Even when Lalu’s political fortunes subsequently plummeted due to his incarceration in fodder scam cases as well as Nitish’s ascendancy, he did not repose his trust in any second-rung leader. Ahead of the 2010 assembly elections, he called his youngest son Tejashwi, who had been happy playing cricket in IPL until then, to join him and Rabri on the campaign trail. Tejashwi was not even eligible to contest any elections at the time, but Lalu had apparently seen enough potential in him as his possible successor. He chose to ignore Raghuvansh Prasad Singh, a veteran leader with impeccable credentials who had made a mark as the Union minister for rural development in the UPA I government. Shortly before his death in 2020, Raghuvansh quit the party due to his unease with Lalu’s sons helming the party.

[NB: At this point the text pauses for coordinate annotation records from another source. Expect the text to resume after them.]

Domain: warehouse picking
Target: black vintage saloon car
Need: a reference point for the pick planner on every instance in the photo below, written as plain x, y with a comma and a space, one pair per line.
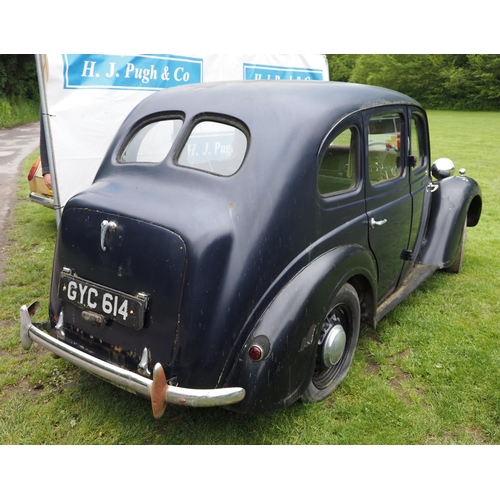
238, 233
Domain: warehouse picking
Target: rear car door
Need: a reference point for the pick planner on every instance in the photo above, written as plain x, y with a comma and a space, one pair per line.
388, 199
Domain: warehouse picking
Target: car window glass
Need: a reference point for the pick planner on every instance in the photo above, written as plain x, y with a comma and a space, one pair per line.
417, 143
338, 168
214, 147
152, 142
384, 145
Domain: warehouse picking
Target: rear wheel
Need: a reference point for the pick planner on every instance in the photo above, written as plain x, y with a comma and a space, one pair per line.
336, 345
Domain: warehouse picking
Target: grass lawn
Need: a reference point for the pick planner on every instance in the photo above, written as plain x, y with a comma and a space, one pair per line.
429, 374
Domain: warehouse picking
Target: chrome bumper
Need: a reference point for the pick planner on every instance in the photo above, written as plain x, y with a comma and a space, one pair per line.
157, 389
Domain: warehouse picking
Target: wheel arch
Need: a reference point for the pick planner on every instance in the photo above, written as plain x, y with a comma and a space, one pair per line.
457, 202
290, 326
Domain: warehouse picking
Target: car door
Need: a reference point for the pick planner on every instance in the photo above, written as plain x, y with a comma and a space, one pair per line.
387, 189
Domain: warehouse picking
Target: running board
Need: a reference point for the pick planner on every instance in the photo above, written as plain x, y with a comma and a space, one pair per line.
416, 277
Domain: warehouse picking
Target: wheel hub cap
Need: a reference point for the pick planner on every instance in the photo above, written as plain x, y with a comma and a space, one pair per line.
334, 345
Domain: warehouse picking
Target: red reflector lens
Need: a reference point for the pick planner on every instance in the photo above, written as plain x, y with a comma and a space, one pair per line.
255, 352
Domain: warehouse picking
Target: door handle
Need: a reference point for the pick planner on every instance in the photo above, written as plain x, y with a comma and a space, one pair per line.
374, 223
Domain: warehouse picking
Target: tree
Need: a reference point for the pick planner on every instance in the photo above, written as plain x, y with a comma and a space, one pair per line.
18, 78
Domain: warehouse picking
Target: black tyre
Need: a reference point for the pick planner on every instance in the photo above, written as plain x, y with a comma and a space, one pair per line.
336, 345
456, 267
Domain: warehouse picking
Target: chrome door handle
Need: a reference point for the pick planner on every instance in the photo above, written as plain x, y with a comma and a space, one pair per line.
374, 223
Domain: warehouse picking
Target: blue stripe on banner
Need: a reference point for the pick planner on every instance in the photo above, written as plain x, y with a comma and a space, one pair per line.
123, 72
262, 72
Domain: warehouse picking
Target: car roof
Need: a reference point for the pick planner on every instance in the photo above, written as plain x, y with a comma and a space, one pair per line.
309, 100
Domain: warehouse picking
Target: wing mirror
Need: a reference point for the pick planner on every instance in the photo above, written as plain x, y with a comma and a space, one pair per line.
442, 168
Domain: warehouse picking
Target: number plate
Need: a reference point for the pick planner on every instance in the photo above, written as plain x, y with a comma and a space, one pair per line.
112, 304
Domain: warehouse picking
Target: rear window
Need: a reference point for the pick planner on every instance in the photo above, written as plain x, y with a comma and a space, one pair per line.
151, 143
215, 147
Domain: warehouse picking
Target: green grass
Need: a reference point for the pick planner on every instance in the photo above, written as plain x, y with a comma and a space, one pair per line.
429, 374
14, 113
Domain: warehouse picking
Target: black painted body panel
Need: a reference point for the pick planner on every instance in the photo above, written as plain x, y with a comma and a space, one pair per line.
224, 259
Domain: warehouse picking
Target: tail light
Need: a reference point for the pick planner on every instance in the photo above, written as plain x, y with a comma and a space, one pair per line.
33, 169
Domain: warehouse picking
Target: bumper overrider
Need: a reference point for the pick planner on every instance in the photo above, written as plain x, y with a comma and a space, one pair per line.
157, 389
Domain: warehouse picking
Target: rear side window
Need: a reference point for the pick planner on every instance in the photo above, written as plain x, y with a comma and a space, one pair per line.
151, 143
215, 147
338, 170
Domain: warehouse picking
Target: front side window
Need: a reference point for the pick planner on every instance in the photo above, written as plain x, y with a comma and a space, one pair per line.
384, 147
215, 147
418, 150
151, 143
338, 169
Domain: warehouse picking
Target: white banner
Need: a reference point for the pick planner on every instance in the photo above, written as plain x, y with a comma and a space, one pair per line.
86, 97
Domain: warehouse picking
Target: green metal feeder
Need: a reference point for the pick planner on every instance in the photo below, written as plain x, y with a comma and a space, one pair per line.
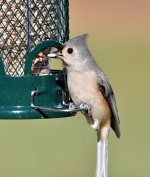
29, 29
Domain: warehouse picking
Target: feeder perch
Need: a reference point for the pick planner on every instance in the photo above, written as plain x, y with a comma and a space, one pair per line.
29, 29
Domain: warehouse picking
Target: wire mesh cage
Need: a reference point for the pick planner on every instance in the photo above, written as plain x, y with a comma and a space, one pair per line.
25, 24
29, 30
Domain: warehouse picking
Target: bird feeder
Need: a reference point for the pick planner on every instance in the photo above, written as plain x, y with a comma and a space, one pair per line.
29, 29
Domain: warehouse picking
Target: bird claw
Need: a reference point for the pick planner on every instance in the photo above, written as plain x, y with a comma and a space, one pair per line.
84, 107
72, 106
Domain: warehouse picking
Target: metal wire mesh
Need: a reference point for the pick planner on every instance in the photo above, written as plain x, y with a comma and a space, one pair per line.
26, 23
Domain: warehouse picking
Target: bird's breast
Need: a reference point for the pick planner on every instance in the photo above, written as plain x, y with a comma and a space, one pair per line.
82, 87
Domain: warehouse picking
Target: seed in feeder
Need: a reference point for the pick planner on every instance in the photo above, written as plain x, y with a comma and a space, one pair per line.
18, 1
4, 7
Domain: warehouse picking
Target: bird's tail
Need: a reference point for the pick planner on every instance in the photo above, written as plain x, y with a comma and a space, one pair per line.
102, 157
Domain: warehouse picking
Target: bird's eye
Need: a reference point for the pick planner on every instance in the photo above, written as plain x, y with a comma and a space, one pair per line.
70, 50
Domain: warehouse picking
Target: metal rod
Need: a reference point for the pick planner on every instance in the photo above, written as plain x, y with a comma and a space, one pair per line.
28, 22
34, 93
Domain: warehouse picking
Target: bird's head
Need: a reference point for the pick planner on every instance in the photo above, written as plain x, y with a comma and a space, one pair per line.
73, 52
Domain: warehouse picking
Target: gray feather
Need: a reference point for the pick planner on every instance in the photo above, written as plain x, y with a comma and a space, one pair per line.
107, 91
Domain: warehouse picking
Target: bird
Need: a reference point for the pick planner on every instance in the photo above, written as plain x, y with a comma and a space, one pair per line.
90, 88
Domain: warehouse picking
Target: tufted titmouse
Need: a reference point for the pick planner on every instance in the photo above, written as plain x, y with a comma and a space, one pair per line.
89, 87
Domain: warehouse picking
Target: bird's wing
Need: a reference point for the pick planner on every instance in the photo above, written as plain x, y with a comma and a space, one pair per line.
108, 93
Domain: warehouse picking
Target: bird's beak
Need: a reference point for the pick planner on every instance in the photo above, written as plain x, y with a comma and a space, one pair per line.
56, 54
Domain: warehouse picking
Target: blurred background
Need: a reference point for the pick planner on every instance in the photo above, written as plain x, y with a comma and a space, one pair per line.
119, 39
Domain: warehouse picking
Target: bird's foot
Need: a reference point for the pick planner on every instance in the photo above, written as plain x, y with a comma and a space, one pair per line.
85, 107
95, 125
72, 106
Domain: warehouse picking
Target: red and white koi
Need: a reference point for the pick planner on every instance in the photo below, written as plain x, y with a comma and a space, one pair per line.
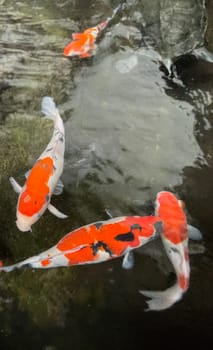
174, 235
83, 44
96, 243
43, 179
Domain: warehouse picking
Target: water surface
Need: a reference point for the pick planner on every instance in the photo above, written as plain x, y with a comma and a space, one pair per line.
131, 131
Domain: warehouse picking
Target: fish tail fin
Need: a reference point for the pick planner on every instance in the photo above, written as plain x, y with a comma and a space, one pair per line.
161, 300
32, 262
49, 108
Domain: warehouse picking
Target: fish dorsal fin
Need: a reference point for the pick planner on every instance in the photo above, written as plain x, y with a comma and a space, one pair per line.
77, 36
56, 212
128, 261
27, 173
194, 233
17, 188
58, 188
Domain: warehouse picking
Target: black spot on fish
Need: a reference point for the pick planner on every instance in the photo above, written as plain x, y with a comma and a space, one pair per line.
175, 250
135, 227
98, 224
125, 237
95, 247
158, 226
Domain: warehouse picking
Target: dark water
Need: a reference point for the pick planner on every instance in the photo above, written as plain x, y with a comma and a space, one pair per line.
131, 131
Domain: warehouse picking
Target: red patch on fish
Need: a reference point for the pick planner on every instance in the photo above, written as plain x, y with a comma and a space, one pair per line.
173, 217
33, 198
112, 237
45, 262
84, 43
183, 282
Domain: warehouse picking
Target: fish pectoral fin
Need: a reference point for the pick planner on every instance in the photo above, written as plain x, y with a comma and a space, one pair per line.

How much importance Lalu has given to the second-rung of RJD leaders could also be illustrated by the way his long-time loyalist Ram Kripal Yadav quit the party. Ram Kripal had been Lalu’s staunchest supporter from the beginning of his political career. Ahead of the 2014 Lok Sabha polls, Lalu fielded his eldest daughter Misa Bharti from the Patalipura constituency, overlooking the claims of Ram Kripal, who enjoyed considerable support from voters there. Disgruntled, Ram Kripal decided to hop over to BJP, contest the polls from the same seat, and was made a Union minister after he defeated Misa. Thankfully for Lalu, Tejashwi proved his mettle in the 2020 assembly polls, when he led from the front in Lalu’s absence. Lalu’s elder son, Tej Pratap Yadav, is also a beneficiary of dynasty politics. In a short political career, he has twice bagged ministerial portfolios in two Mahagathbandhan governments, even though many senior leaders such as Jagdanand Singh have expressed serious reservations about his capabilities. A big controversy erupted recently when Tej Pratap took Shailesh Kumar (Misa Bharti’s husband) to an official meeting. But then, as the BJP alleged later, that is how Lalu runs his party.

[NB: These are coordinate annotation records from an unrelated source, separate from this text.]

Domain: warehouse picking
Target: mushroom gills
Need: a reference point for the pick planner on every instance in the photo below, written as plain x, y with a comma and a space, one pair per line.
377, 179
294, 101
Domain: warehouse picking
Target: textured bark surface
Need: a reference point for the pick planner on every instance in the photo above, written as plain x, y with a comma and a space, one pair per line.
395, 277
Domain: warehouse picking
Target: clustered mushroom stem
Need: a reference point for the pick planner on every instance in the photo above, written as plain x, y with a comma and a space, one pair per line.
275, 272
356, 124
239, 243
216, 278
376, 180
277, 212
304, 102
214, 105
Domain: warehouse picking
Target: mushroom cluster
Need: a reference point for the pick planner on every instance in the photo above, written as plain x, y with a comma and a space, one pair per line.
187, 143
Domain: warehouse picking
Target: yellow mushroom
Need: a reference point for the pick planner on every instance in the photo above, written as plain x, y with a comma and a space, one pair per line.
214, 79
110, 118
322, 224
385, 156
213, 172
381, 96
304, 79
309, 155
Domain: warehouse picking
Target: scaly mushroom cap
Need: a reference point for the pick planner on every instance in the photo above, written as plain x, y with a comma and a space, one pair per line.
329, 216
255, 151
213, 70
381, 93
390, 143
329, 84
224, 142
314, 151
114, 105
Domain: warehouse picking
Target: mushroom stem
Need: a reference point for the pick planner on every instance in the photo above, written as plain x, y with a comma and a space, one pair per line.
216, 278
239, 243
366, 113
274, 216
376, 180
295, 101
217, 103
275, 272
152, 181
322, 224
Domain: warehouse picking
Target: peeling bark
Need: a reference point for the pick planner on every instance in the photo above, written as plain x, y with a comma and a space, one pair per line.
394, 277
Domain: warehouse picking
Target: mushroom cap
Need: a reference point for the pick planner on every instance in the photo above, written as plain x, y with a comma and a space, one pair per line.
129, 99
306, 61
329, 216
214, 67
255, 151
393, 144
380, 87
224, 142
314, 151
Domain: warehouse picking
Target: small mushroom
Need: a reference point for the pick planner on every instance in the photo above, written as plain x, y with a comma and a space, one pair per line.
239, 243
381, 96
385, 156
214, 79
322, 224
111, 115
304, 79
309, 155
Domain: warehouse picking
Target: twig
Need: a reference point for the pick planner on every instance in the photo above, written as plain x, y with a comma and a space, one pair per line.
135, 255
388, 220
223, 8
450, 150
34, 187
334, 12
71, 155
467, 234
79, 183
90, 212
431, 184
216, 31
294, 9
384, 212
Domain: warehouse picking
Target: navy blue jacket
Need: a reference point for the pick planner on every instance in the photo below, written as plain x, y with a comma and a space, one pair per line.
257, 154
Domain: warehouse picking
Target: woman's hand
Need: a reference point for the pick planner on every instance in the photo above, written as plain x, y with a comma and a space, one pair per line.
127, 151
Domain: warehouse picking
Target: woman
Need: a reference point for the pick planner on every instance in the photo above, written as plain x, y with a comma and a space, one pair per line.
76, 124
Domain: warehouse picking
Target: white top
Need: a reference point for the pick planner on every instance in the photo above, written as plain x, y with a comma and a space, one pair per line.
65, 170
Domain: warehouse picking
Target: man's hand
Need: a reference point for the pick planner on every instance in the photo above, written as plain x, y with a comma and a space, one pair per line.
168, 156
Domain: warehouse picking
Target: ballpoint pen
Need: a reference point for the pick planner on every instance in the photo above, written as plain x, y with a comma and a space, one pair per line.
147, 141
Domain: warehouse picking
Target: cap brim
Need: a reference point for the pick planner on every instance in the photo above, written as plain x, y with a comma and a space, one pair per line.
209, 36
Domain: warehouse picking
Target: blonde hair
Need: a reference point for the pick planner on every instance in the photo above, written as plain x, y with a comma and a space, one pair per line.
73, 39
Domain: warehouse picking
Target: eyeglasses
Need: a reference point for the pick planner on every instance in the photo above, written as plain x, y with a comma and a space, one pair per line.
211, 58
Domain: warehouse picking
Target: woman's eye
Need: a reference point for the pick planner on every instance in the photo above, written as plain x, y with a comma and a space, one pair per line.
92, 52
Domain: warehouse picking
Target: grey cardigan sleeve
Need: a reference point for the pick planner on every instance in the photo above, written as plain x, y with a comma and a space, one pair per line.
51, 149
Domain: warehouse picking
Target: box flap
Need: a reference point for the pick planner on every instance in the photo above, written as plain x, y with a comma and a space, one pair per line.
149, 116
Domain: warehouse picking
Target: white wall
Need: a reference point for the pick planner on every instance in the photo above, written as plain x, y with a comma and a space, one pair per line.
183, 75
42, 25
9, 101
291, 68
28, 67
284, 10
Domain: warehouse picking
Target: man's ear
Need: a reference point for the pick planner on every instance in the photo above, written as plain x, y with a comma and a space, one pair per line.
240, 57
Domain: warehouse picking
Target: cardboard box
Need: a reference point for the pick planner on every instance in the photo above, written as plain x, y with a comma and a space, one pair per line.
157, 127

Nitish, on the other hand, has not faced any charges of nepotism so far. His son, Nishant Kumar, has steered clear of politics. So have Nitish’s siblings. JD-U leaders, in fact, often hail him for keeping his family out of politics. But his party still lacks a second line of leadership.
Shortly before he quit the JD-U recently, when some supporters of former Union minister RCP Singh hailed him as the next Bihar CM, many JD-U leaders took umbrage, reiterating that Nitish was their only leader. In fact, whenever senior party functionaries have fought among each other over the No. 2 spot, the party has doused the fire by asserting that none other than Nitish remains its undisputed leader.
For many years, RCP was considered Nitish’s second-in-command because of his enormous clout, but he too quit in a huff after he fell out of Nitish’s favour over his alleged closeness to the BJP. Some time ago, Nitish had appointed Prashant Kishor as party vice president and dropped a veiled hint that Kishor might be his successor, but he too left the party soon after.
As of now, there is nobody in the party who could be considered Nitish’s successor. This was not always the case in the JD-U, which once boasted of stalwarts like George Fernandes and Sharad Yadav. But they left one after another, leaving Nitish to run it like a one-man show.
Political observers do not see anything unusual in this. JD-U and RJD have always got votes in the name of their supremos. Over the years, any leader who has tried to defy the RJD leadership has invariably found themselves consigned to political wilderness. In 2013, when Shivanand Tiwari tried to caution Nitish about the growing influence of Narendra Modi, he was shown the door. Similar has been the case with many small or big leaders of RJD who tried to challenge Lalu.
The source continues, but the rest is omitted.